Using the protocol SSL (Secure Sockets Layer) provides secure communication between Web-server and users. Despite the fact that the protocol allows authentication not only the server and the user, in practice, only one-way authentication is used most often.
To establish SSL-connection requires that the server has a digital certificate used for authentication. The certificate is usually issued and certified by a trusted third party, which act as certification authorities (CAs).
The role of the CA is to verify the authenticity of Web-sites of different companies, allowing users, trusted to one single certification center, to be able to automatically check the authenticity of the sites whose owners have turned to the same CA.
The list of trusted certification authorities are usually stored in the registry of the operating system or browser settings. These lists are attacked by the hackers. Indeed, having given certificate to phishing site and adding fake certifying authority to the trusted CAs, you can, without causing any suspicion among the user successfully carry out an attack.
Of course, this method will require more action from phisher and respectively expenses, but users, unfortunately, often do help in stealing his data, not wishing to understand the intricacies and peculiarities of the use of digital certificates. In the force of habit or incompetence often we push the button “Yes”, not really getting a grasp in the message browser on the absence of trust in the organization that issued the certificate.

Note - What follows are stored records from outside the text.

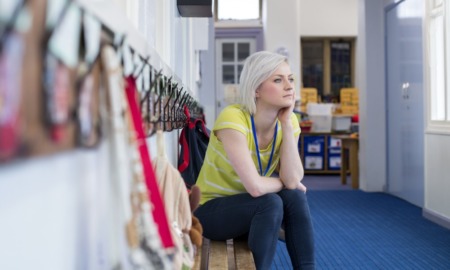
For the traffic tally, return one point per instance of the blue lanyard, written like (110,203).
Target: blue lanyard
(257,148)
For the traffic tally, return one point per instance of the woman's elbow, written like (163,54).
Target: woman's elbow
(291,185)
(254,192)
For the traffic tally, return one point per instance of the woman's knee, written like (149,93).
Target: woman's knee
(271,203)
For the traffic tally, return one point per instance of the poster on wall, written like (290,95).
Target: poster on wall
(313,163)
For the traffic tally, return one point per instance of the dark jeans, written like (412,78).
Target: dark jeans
(260,218)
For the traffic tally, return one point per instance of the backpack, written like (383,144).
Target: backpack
(194,141)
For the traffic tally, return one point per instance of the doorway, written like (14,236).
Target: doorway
(405,98)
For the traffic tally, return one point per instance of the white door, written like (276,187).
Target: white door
(230,56)
(405,99)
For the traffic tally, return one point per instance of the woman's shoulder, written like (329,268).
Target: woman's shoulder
(232,116)
(234,110)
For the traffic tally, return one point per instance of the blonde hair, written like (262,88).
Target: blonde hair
(258,67)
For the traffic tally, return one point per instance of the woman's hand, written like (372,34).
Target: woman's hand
(301,187)
(284,114)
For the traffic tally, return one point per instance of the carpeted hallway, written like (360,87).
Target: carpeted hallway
(359,230)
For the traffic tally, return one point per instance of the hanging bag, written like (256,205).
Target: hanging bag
(176,202)
(194,141)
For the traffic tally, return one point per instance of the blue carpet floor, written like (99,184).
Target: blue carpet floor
(359,230)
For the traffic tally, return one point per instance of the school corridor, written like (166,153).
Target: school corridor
(360,230)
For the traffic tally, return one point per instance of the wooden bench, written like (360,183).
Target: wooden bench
(226,255)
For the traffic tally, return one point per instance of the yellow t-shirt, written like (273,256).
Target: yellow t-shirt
(217,177)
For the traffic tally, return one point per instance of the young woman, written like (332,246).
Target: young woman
(250,179)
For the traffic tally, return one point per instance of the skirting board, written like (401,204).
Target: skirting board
(436,218)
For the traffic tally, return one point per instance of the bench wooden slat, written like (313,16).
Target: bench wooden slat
(218,256)
(243,255)
(226,255)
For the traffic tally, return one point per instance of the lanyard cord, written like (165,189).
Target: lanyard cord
(257,148)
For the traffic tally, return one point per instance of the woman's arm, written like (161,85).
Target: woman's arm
(291,168)
(235,145)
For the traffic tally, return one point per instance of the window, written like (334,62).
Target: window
(439,64)
(327,65)
(238,11)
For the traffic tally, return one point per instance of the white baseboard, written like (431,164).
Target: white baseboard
(436,218)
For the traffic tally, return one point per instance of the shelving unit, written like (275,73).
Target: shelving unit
(320,153)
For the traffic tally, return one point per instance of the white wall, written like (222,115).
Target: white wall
(437,179)
(281,29)
(57,211)
(370,74)
(328,18)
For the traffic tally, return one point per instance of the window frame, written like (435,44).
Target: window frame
(433,11)
(236,23)
(326,45)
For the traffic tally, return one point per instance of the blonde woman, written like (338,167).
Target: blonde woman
(251,177)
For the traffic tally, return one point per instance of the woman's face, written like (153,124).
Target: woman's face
(278,89)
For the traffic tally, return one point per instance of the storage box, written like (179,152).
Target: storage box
(320,123)
(341,123)
(319,108)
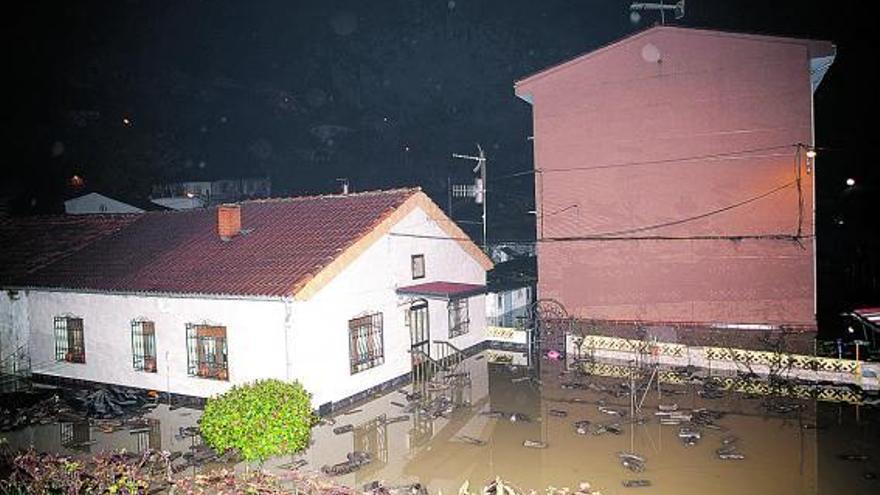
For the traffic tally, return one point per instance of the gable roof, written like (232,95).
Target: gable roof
(821,53)
(30,243)
(288,248)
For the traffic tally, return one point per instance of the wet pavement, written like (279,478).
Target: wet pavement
(551,426)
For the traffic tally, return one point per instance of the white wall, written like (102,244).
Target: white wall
(97,203)
(254,333)
(320,345)
(13,321)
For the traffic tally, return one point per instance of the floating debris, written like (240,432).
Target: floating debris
(582,427)
(493,414)
(613,428)
(854,457)
(689,436)
(632,462)
(394,419)
(514,417)
(611,412)
(293,466)
(354,461)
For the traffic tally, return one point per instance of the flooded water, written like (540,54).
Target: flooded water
(477,427)
(791,450)
(159,429)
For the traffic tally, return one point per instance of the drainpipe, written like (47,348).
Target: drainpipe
(288,325)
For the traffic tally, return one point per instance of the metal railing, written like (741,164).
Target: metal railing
(447,354)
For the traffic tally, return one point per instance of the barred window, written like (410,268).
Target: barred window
(70,342)
(143,345)
(459,319)
(366,349)
(206,351)
(418,265)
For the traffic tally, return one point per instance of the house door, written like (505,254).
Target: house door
(419,333)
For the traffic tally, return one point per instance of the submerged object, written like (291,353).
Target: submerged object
(472,440)
(534,444)
(855,457)
(339,430)
(611,412)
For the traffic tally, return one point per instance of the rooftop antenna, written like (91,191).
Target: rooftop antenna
(636,7)
(478,190)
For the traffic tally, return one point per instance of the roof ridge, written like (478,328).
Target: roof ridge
(374,192)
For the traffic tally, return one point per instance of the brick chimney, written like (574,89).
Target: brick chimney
(228,221)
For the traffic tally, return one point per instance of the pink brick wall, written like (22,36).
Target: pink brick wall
(709,94)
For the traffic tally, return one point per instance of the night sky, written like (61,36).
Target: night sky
(131,93)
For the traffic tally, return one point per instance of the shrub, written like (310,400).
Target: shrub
(259,420)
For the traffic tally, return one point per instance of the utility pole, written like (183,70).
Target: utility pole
(479,190)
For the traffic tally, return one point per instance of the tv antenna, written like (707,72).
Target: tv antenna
(636,8)
(478,189)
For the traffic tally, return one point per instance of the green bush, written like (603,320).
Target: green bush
(260,420)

By the way, a very similar method uses some of the tools to monitor SSL-traffic. We see the recent increase in cases when the sites infected with Trojans, and themselves Trojans use SSL protocol in order to bypass gateway filtering traffic system.
Integration into the communication between the Web server and the user computer enables such solutions to replace the certificate Web-server to issued, for example, a corporate CA, and with no visible changes for the user to scan the user’s traffic by using SSL.